A Justiça argentina suspendeu a aplicação de grande parte dos artigos da reforma trabalhista do governo Javier Milei depois de uma ação da CGT. A decisão vale até uma análise definitiva e pode afetar pontos como greve e jornada.
Decisão suspende efeitos da reforma e trava mudanças na prática
O juiz Raúl Horacio Ojeda, da 63ª Vara Nacional do Trabalho da Argentina, acatou uma ação da Confederação Geral do Trabalho (CGT) contra a reforma trabalhista de Milei. Ele apontou indícios de inconstitucionalidade nas normas contestadas.
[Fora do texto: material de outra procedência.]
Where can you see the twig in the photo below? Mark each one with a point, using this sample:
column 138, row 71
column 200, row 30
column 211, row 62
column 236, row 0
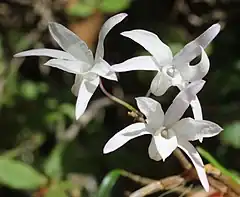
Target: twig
column 89, row 114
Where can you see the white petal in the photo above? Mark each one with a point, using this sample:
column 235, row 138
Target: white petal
column 195, row 72
column 160, row 83
column 196, row 108
column 75, row 67
column 163, row 146
column 190, row 129
column 197, row 162
column 46, row 52
column 107, row 26
column 150, row 41
column 136, row 63
column 152, row 110
column 125, row 135
column 70, row 42
column 182, row 102
column 153, row 152
column 77, row 84
column 85, row 93
column 189, row 51
column 103, row 69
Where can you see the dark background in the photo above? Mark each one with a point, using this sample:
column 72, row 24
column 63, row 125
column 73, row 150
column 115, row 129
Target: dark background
column 36, row 102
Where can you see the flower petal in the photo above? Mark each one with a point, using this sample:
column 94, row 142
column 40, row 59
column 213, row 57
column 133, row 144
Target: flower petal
column 197, row 162
column 190, row 129
column 46, row 52
column 190, row 50
column 70, row 42
column 85, row 93
column 136, row 63
column 182, row 102
column 125, row 135
column 75, row 67
column 77, row 84
column 162, row 146
column 195, row 72
column 103, row 69
column 196, row 108
column 107, row 26
column 160, row 83
column 152, row 110
column 150, row 41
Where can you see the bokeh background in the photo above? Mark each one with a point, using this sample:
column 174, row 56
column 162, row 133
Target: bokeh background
column 38, row 128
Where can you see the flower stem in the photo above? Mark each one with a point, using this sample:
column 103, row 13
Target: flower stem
column 180, row 156
column 182, row 159
column 117, row 100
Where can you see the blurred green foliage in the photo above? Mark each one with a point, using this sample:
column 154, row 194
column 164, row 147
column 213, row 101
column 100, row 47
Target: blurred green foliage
column 37, row 108
column 85, row 8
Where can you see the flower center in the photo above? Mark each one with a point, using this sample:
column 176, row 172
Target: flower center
column 171, row 72
column 163, row 132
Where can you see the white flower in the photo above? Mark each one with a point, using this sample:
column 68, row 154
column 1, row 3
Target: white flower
column 78, row 59
column 168, row 132
column 172, row 71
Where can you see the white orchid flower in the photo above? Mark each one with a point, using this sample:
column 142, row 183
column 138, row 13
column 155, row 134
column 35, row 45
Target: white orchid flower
column 78, row 59
column 172, row 71
column 168, row 132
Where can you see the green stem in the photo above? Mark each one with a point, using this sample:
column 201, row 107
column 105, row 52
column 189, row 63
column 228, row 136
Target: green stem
column 206, row 155
column 117, row 100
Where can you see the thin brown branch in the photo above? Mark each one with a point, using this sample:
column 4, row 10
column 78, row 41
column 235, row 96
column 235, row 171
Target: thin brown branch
column 163, row 184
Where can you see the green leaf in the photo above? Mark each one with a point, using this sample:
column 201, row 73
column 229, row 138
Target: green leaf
column 231, row 135
column 206, row 155
column 53, row 164
column 81, row 9
column 19, row 175
column 113, row 6
column 56, row 191
column 108, row 182
column 29, row 90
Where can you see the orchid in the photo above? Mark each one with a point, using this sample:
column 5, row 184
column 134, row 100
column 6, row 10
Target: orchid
column 168, row 132
column 172, row 71
column 78, row 59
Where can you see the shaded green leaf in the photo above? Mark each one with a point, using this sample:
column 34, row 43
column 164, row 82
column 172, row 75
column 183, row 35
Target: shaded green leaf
column 108, row 182
column 231, row 135
column 53, row 164
column 56, row 191
column 206, row 155
column 19, row 175
column 113, row 6
column 29, row 90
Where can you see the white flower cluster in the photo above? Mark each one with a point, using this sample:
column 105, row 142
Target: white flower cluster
column 168, row 130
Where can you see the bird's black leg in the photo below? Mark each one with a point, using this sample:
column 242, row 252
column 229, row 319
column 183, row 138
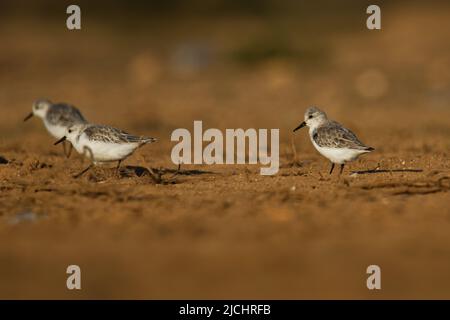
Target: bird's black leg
column 86, row 149
column 118, row 168
column 332, row 168
column 67, row 153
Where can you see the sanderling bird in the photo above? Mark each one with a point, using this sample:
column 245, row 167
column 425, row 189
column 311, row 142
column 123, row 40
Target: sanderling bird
column 103, row 143
column 335, row 142
column 57, row 118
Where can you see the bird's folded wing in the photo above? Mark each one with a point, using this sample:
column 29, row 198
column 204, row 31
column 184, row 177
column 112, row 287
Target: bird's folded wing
column 333, row 135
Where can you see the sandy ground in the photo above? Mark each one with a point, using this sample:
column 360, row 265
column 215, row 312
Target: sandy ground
column 226, row 231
Na sentença, Ojeda justificou a suspensão imediata para evitar perda de direitos. O magistrado citou o risco de a execução de uma possível sentença se tornar ineficaz ou impossível.
Reforma teve aprovação no Senado e prevê mudanças em greve, jornada e demissão
A reforma trabalhista foi aprovada em definitivo pelo Senado no final de fevereiro. O governo busca aplicar as mudanças como parte do pacote do segundo bloco do mandato de Milei.
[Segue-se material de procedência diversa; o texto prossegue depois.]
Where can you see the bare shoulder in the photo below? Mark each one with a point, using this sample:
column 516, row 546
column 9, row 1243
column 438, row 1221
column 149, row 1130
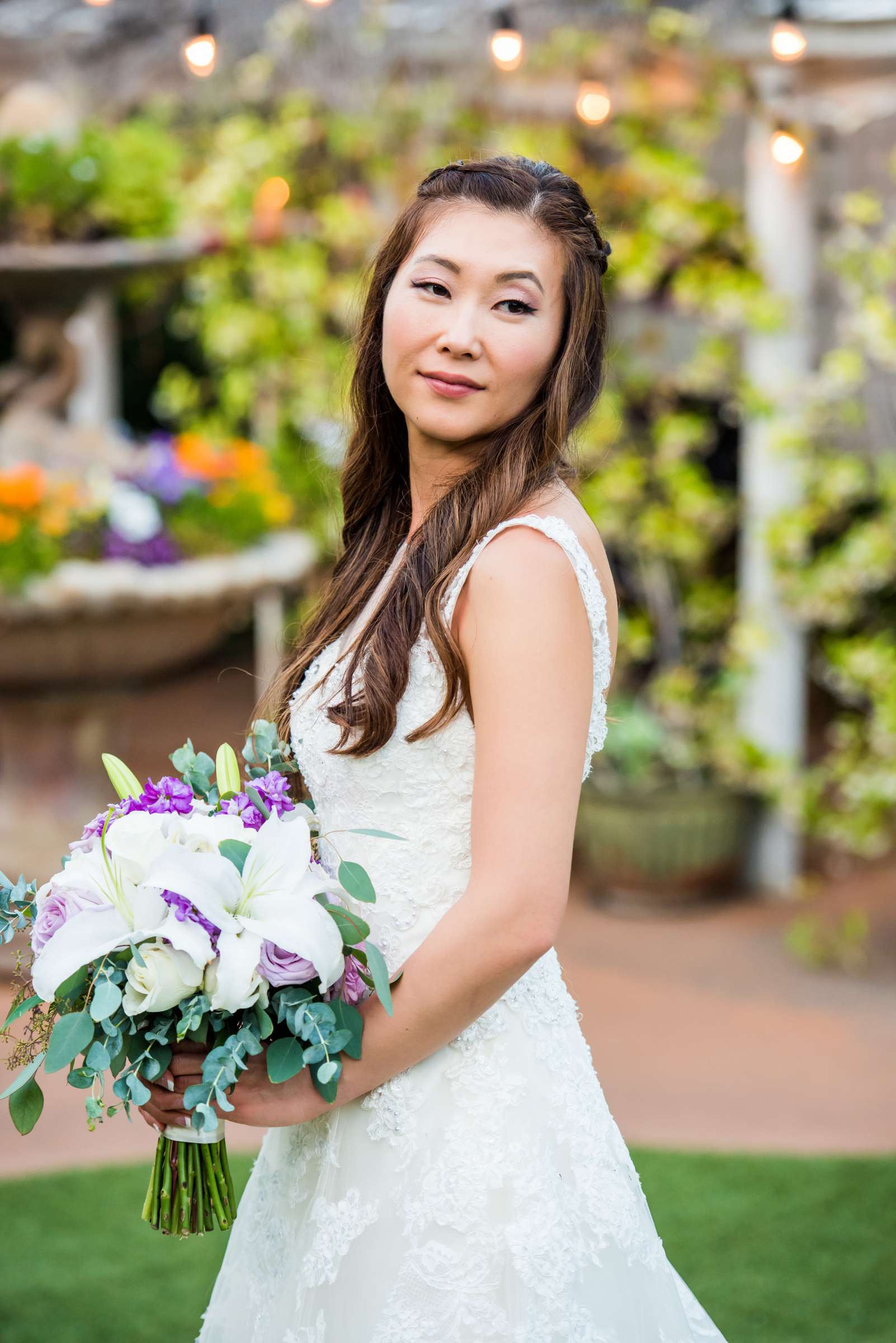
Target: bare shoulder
column 521, row 574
Entre os pontos do texto estão a flexibilização da jornada de trabalho, com possibilidade de até 12 horas diárias com compensação de horas. O projeto também limita o direito de greve em serviços essenciais, com exigência de funcionamento mínimo entre 50% e 75%, e muda regras de demissão, com possibilidade de parcelamento das rescisões.
A decisão judicial prevê a suspensão provisória de 82 artigos contestados pela CGT. Ojeda suspendeu pontos como criação do Fundo de Assistência ao Trabalho (FAL), limitações ao direito de greve, prorrogação de convenções coletivas fora do prazo e a revogação da Lei do Teletrabalho.
Com suspensão, mercado volta a seguir leis anteriores e governo pode recorrer
Por enquanto, o mercado de trabalho volta a ser regido pelas leis anteriores à reforma. A suspensão vale até que seja proferida uma decisão definitiva.
O governo federal ainda pode recorrer para revogar a suspensão aplicada pelo Judiciário.